D’après un rapport de Morgan Stanley publié en 2021, le secteur du luxe serait l’un des premiers bénéficiaires de cette nouvelle technologie. Les NFT de luxe pourraient ainsi représenter 10 % du marché d’ici 2030 et générer près de 55 milliards de dollars. 

Bien que le metaverse offre une opportunité économique certaine, ce monde virtuel soulève de nombreuses questions en matière de protection des droits de propriété intellectuelle.

Les entreprises de la mode et du luxe peuvent-elles protéger leurs actifs immatériels d’une éventuelle atteinte dans le monde virtuel ? 

Pour une entreprise du secteur du luxe, la défense de sa marque est essentielle, dans la mesure où elle véhicule l’image de ses produits. 

La protection de la marque est en premier lieu assurée par le dépôt de celle-ci. Néanmoins la protection accordée par ce dépôt est, en vertu du principe de spécialité, limitée aux seuls produits et services désignés. La question est donc de savoir si les biens et services existant dans le monde physique pourraient être considérés comme identiques ou similaires à leurs équivalents virtuels. Si tel était le cas, les marques enregistrées bénéficieraient déjà d’une protection au sein du metaverse

En l’état actuel du droit, il n’existe pas de réponse à cette question. Dès lors, il semble que la prudence recommande aux titulaires de marques de luxe de procéder à un nouveau dépôt afin de viser spécifiquement les classes 9, 35 et 41 qui regroupent des produits et services de nature virtuelle. C’est ce que font d’ores et déjà un certain nombre d’entreprises. Cela étant, ces marques devront être exploitées dans le metaverse afin de bénéficier d’une protection effective. 
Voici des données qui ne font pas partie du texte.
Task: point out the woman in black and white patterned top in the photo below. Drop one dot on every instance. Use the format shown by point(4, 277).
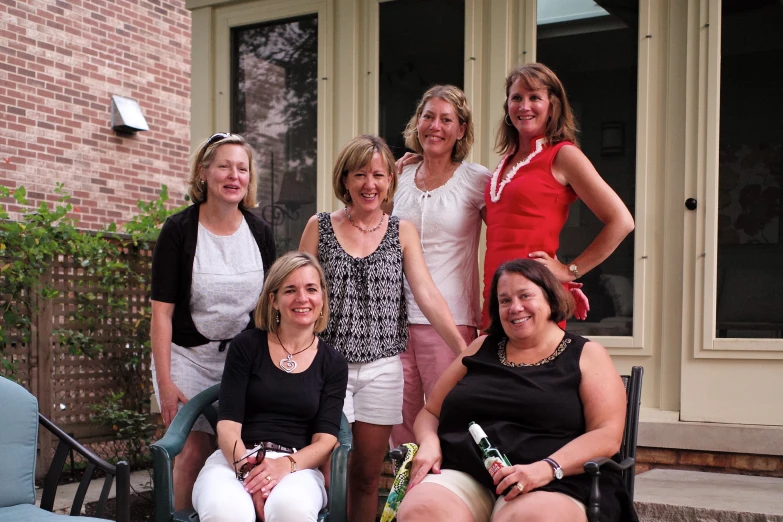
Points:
point(365, 255)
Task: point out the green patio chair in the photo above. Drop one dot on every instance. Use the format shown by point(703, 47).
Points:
point(18, 451)
point(164, 451)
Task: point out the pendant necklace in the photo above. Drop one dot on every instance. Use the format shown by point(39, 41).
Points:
point(288, 364)
point(365, 230)
point(494, 190)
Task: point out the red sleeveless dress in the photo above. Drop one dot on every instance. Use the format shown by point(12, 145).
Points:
point(531, 212)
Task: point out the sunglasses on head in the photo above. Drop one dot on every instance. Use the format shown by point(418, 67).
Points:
point(245, 468)
point(217, 137)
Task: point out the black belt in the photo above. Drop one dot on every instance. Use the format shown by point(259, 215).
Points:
point(271, 446)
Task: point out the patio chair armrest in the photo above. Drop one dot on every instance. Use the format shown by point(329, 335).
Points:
point(119, 472)
point(593, 468)
point(168, 447)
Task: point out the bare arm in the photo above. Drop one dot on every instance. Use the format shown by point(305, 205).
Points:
point(424, 290)
point(160, 338)
point(572, 167)
point(425, 429)
point(309, 241)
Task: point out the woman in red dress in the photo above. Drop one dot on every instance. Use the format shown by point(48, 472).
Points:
point(541, 173)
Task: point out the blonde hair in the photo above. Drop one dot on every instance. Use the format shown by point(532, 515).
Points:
point(457, 99)
point(561, 125)
point(265, 314)
point(205, 153)
point(356, 154)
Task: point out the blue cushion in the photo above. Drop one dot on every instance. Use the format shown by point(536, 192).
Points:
point(18, 442)
point(30, 513)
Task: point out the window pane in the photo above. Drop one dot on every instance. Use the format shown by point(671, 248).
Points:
point(592, 47)
point(275, 67)
point(422, 43)
point(750, 250)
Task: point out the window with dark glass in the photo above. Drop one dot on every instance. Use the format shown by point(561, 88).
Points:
point(592, 47)
point(421, 44)
point(750, 246)
point(275, 107)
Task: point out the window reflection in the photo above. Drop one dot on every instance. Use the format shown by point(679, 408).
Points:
point(750, 247)
point(275, 68)
point(421, 43)
point(592, 47)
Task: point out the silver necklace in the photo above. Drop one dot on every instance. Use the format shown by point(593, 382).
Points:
point(288, 364)
point(365, 230)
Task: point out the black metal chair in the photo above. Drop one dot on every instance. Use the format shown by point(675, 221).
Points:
point(18, 450)
point(164, 451)
point(627, 464)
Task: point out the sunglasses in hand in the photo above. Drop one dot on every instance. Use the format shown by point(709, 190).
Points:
point(243, 470)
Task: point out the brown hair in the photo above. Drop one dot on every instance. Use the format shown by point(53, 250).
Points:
point(561, 125)
point(356, 154)
point(265, 313)
point(457, 99)
point(560, 301)
point(203, 157)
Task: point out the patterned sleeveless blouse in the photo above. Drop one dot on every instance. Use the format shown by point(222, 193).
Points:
point(368, 317)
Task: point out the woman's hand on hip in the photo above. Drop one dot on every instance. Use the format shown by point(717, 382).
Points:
point(522, 478)
point(264, 477)
point(428, 458)
point(170, 397)
point(559, 270)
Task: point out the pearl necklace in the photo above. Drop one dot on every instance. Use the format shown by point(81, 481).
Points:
point(365, 230)
point(494, 190)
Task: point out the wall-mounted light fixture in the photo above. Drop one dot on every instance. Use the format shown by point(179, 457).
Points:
point(126, 115)
point(612, 138)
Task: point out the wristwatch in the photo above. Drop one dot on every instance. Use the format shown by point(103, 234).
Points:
point(555, 467)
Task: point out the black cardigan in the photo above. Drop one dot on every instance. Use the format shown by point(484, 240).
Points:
point(172, 268)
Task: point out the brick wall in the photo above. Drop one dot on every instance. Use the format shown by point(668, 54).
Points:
point(60, 62)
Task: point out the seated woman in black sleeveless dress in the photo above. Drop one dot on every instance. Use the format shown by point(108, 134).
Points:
point(548, 399)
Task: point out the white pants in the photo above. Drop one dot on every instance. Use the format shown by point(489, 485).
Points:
point(219, 497)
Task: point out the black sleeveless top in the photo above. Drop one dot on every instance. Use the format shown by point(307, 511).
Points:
point(528, 413)
point(368, 314)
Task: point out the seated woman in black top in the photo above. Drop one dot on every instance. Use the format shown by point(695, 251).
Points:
point(282, 393)
point(547, 399)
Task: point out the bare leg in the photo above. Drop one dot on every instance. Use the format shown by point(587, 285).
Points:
point(364, 470)
point(433, 503)
point(540, 506)
point(198, 446)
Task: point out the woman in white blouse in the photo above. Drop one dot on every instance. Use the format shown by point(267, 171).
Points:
point(443, 196)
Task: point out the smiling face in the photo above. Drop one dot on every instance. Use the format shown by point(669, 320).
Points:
point(228, 175)
point(439, 127)
point(369, 185)
point(529, 110)
point(300, 298)
point(523, 307)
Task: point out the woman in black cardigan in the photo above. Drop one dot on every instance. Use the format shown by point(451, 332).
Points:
point(207, 273)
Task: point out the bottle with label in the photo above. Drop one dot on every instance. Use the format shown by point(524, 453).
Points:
point(493, 458)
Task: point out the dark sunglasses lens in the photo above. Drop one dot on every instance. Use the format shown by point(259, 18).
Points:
point(217, 137)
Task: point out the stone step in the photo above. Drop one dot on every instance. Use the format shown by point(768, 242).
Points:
point(663, 495)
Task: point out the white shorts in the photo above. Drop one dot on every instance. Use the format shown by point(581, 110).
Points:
point(480, 500)
point(374, 393)
point(218, 495)
point(194, 370)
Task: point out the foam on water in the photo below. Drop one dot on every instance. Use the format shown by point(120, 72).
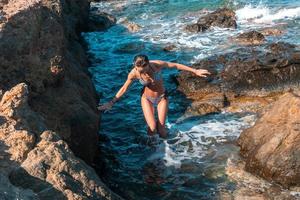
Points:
point(191, 139)
point(263, 14)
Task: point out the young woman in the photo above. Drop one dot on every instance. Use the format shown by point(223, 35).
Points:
point(153, 93)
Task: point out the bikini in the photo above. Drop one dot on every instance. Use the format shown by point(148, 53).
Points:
point(154, 100)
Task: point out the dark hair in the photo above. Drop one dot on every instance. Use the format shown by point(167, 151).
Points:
point(140, 60)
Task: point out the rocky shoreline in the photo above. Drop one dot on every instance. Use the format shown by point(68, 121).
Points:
point(257, 77)
point(49, 121)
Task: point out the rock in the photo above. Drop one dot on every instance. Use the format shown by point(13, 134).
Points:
point(244, 80)
point(249, 186)
point(35, 162)
point(222, 17)
point(271, 147)
point(169, 47)
point(44, 53)
point(101, 21)
point(132, 27)
point(250, 38)
point(271, 31)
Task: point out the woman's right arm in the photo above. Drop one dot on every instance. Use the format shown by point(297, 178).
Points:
point(121, 91)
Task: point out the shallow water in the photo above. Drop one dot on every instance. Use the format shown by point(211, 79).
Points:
point(190, 163)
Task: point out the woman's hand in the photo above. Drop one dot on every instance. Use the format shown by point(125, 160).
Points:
point(201, 72)
point(105, 107)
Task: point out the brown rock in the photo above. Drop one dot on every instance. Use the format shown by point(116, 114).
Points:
point(222, 17)
point(272, 146)
point(250, 38)
point(246, 80)
point(35, 162)
point(271, 31)
point(39, 46)
point(132, 27)
point(100, 21)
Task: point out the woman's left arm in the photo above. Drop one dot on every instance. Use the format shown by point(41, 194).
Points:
point(199, 72)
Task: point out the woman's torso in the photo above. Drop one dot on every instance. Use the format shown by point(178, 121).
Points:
point(155, 88)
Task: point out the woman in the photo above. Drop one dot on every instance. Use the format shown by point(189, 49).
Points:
point(153, 93)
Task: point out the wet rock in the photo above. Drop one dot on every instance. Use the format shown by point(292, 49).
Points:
point(100, 21)
point(222, 17)
point(271, 147)
point(250, 38)
point(132, 27)
point(35, 162)
point(49, 108)
point(271, 31)
point(249, 186)
point(169, 47)
point(44, 53)
point(129, 47)
point(244, 80)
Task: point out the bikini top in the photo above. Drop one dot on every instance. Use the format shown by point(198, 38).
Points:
point(157, 76)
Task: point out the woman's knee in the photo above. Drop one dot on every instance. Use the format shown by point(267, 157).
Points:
point(152, 127)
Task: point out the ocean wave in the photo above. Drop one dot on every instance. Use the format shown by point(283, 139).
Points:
point(263, 14)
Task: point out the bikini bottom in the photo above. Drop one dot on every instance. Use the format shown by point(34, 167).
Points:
point(155, 100)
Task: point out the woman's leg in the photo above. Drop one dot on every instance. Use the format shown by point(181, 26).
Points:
point(148, 110)
point(162, 111)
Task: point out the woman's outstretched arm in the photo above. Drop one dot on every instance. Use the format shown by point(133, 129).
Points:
point(199, 72)
point(121, 91)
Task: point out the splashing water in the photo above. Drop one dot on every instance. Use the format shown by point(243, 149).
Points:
point(190, 163)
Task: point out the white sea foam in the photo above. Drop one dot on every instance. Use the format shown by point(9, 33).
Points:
point(263, 14)
point(191, 139)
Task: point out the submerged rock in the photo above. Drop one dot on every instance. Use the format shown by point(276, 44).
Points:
point(244, 80)
point(250, 38)
point(272, 146)
point(222, 17)
point(100, 21)
point(249, 186)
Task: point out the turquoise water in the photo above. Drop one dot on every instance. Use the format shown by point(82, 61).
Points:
point(190, 163)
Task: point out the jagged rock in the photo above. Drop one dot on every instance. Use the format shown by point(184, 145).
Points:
point(100, 21)
point(40, 46)
point(35, 162)
point(250, 38)
point(271, 31)
point(246, 80)
point(222, 17)
point(272, 146)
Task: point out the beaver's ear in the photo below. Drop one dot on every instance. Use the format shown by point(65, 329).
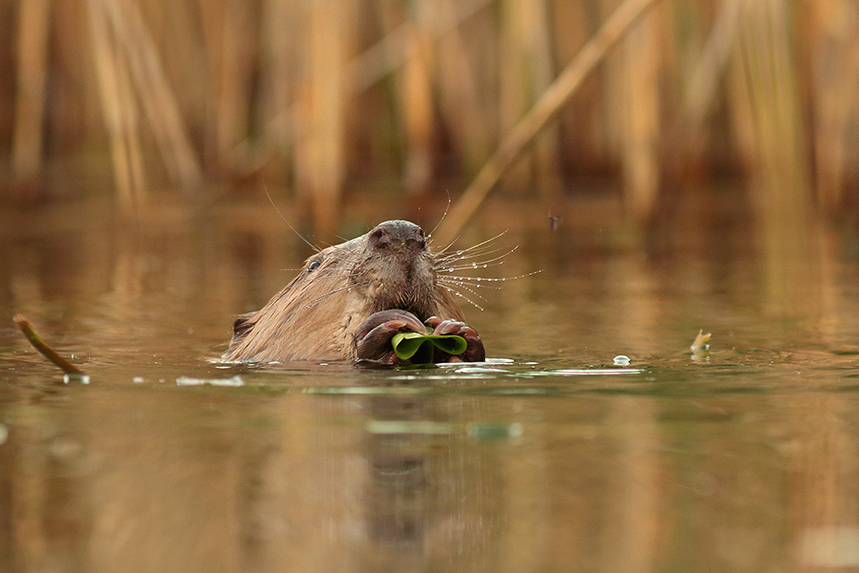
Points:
point(243, 324)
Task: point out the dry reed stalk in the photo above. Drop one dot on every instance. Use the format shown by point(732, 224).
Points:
point(781, 191)
point(155, 95)
point(31, 77)
point(322, 160)
point(834, 66)
point(278, 37)
point(545, 108)
point(118, 110)
point(234, 78)
point(526, 71)
point(464, 107)
point(701, 88)
point(642, 118)
point(361, 72)
point(418, 109)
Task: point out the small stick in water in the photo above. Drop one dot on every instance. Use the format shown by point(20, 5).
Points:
point(43, 348)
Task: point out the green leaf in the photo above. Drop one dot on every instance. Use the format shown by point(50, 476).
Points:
point(420, 347)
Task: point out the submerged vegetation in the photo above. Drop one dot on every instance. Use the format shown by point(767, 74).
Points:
point(310, 96)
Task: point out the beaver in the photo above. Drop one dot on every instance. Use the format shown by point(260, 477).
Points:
point(349, 300)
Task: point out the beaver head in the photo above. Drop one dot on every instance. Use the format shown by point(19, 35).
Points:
point(316, 315)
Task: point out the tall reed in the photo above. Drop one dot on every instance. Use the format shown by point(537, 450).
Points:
point(313, 94)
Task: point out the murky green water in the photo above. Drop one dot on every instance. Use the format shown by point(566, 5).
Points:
point(548, 458)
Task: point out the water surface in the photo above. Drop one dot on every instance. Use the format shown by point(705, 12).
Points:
point(547, 458)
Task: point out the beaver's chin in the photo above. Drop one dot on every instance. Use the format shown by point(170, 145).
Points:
point(385, 298)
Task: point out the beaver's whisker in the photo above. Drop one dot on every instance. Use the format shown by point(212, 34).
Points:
point(472, 259)
point(462, 296)
point(446, 253)
point(326, 295)
point(470, 288)
point(443, 215)
point(462, 283)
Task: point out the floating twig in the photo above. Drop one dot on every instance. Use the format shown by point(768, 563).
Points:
point(43, 348)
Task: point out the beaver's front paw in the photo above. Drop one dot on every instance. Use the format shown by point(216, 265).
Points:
point(373, 337)
point(474, 351)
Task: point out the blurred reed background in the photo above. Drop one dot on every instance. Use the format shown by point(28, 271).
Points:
point(317, 98)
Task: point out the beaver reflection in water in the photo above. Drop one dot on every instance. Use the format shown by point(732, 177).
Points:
point(349, 300)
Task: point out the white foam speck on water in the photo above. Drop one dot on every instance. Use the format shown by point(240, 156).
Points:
point(233, 382)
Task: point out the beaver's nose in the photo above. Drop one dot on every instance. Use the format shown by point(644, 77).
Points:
point(395, 233)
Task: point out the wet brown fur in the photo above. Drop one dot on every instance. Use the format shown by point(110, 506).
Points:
point(316, 315)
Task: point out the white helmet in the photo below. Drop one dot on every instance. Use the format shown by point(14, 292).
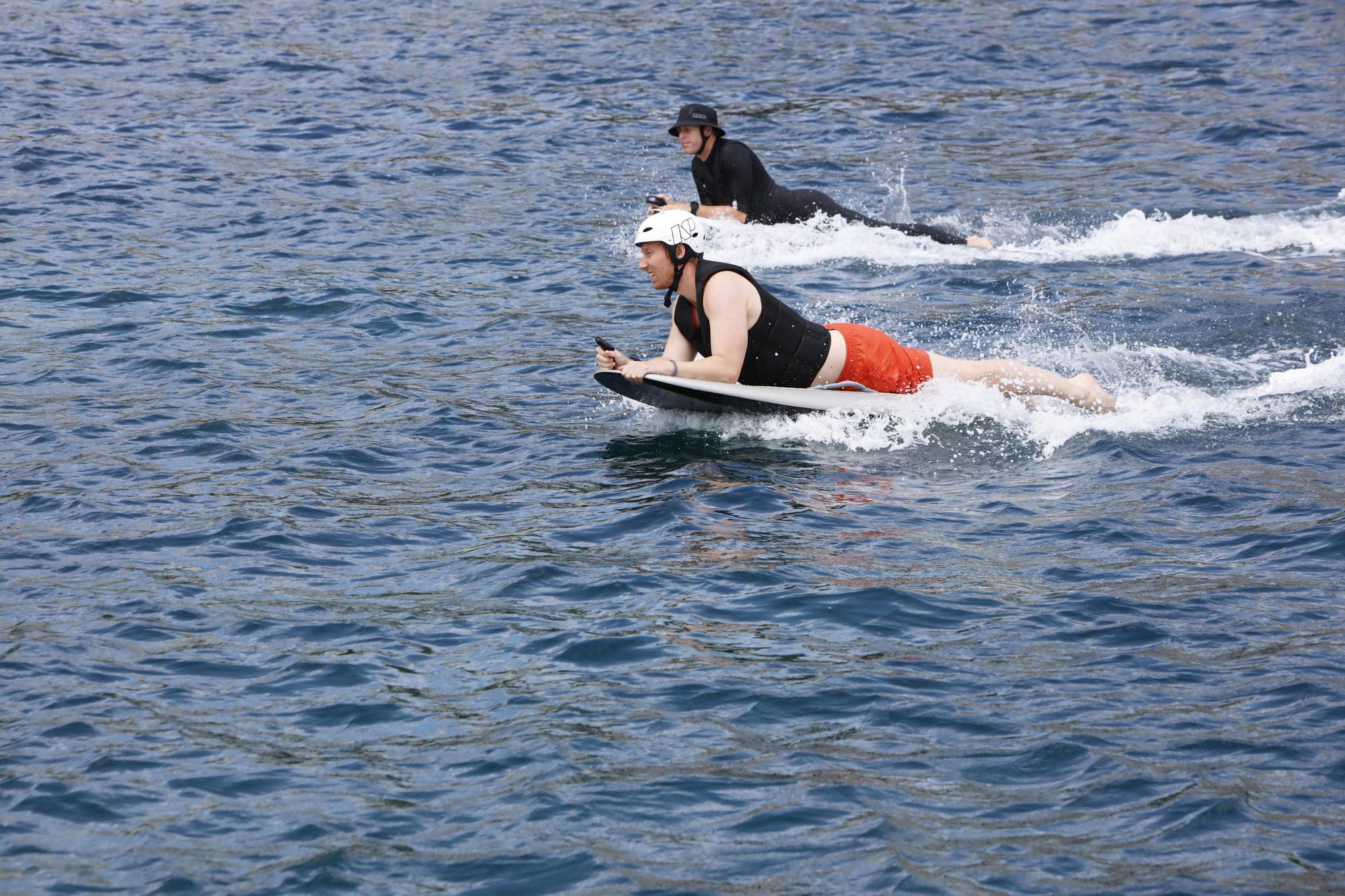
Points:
point(673, 228)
S’agissant de la marque de renommée – définie comme une marque « connue d’une partie significative du public concerné par les produits et services couverts par elle »[1] –, telles que CHANEL ou CHÂTEAU d’YQUEM, le recours à un nouveau dépôt pourrait ne pas être nécessaire. En effet, ces marques bénéficient d’une protection étendue. Leur usage par un tiers non autorisé peut être sanctionné même pour des produits et services différents, par exemple virtuels[2]

Le metaverse soulève également des difficultés liées à la mise en œuvre de l’action en contrefaçon ou en concurrence déloyale. 

L’action en contrefaçon de marque engagée, aux Etats-Unis, par la maison de luxe Hermès dont l’emblématique modèle de sac Birkin a été reproduit et commercialisé sous forme de NFT pourrait nous donner de nouvelles pistes de réflexion. 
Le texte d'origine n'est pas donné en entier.